Can DBT Work for Teens?

DBT is one of the most powerful kinds of therapy. It is trusted by professionals across the world and is one of the only kinds of therapy that your health insurance company believes in enough to actually pay for. If you have PPO health insurance like United or Aetna, read on because DBT might be available to your child for little or no out-of-pocket cost.

  • DBT stands for Dialectical Behavior Therapy.
  • It is designed to help people with mental health issues like Borderline Personality Disorder, eating disorders, self-harm tendencies and other forms of intense emotional distress.
  • DBT has been shown to be effective in reducing suicidal ideation that affects about 30% of the population who have a diagnosis on the borderline.
  • How does it work? DBT is a comprehensive form of therapy that has been proven to be one of the most effective in treating borderline personality disorder. It teaches skills for regulating emotions, managing intense feelings, and developing healthy relationships.
  • DBT was first developed by Dr. Marsha Linehan in the late 1980s as a result of years spent studying patients with borderline personality disorder or BPD, which is characterized by intense and unstable relationships, self-harm behavior, emotional instability and impulsivity.
  • The treatment involves skills training groups to teach these tools and individual psychotherapy sessions for more nuanced work. Group therapy plus individual therapy lead to better results when used together. That’s why we do both here at OC Teen Center in Costa Mesa.
  • In DBT, people are taught skills that help them when they have overwhelming feelings. It teaches skills for regulating emotions, managing intense feelings, and developing healthy relationships.
  • DBT studies show that people can learn these skills and that it improves people’s mental health.
  • DBT also teaches a person how to identify the situations where he or she might act impulsively, such as getting into an argument with someone else who disagrees with them.

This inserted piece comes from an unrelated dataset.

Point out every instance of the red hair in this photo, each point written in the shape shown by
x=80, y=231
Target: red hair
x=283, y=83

When you are in a bad situation, you have many options other than just reacting aggressively to what is happening. For example, you can take a time out and come back later. You can do breathing skills to calm your body down when it is reacting too strongly. These options give the person space to make decisions that are not impulsive or reactive in nature.

Learning these tools has also been shown to decrease suicidal behavior because it decreases the severity of negative emotions.

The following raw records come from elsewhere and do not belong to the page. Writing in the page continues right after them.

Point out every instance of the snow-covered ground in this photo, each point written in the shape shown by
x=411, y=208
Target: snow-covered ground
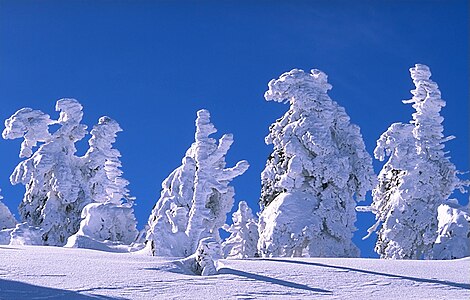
x=37, y=272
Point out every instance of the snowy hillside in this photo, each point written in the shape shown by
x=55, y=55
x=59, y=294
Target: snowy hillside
x=40, y=272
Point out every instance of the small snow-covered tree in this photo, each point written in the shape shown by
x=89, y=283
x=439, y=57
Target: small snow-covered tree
x=7, y=220
x=243, y=241
x=196, y=196
x=453, y=235
x=318, y=167
x=55, y=195
x=107, y=218
x=417, y=178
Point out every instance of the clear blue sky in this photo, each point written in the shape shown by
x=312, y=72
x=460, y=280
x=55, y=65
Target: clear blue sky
x=151, y=65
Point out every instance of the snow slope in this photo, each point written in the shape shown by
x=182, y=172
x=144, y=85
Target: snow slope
x=39, y=272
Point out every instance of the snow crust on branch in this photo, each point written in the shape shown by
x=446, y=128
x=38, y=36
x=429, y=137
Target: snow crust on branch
x=416, y=179
x=196, y=196
x=319, y=163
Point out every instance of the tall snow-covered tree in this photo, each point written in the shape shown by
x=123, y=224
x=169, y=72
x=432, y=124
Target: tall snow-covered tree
x=318, y=168
x=417, y=178
x=196, y=197
x=243, y=241
x=7, y=220
x=55, y=195
x=107, y=218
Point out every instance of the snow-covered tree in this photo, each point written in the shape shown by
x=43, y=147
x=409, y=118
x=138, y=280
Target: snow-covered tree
x=55, y=195
x=417, y=178
x=318, y=168
x=107, y=218
x=7, y=220
x=453, y=239
x=196, y=197
x=243, y=241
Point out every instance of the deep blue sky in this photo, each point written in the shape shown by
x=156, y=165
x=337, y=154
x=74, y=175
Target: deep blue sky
x=151, y=65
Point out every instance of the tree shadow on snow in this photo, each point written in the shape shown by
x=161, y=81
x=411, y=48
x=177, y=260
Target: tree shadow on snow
x=271, y=280
x=19, y=290
x=417, y=279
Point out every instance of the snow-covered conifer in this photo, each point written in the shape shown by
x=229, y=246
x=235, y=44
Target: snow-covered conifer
x=417, y=178
x=107, y=218
x=196, y=197
x=243, y=240
x=318, y=167
x=453, y=240
x=54, y=196
x=7, y=220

Another area of research focused on what the long-term effects of DBT are.

It was found that people who attended a DBT skills group for an average of five years were less likely to experience depression, anxiety, or suicidal ideation in comparison with those who did not participate at all. This highlights the importance and effectiveness of long term therapy.

DBT focuses first and foremost on self-acceptance before it aims at changing oneself. This has been proven effective when treating problems such as depression, anxiety, anger management issues, eating disorders, and PTSD.

At OC Teen Center, we have have therapists who are experts in DBT. We treat teens age 12-19, and we are one of the few locations in Orange County that treats eating disorders at the outpatient level of care.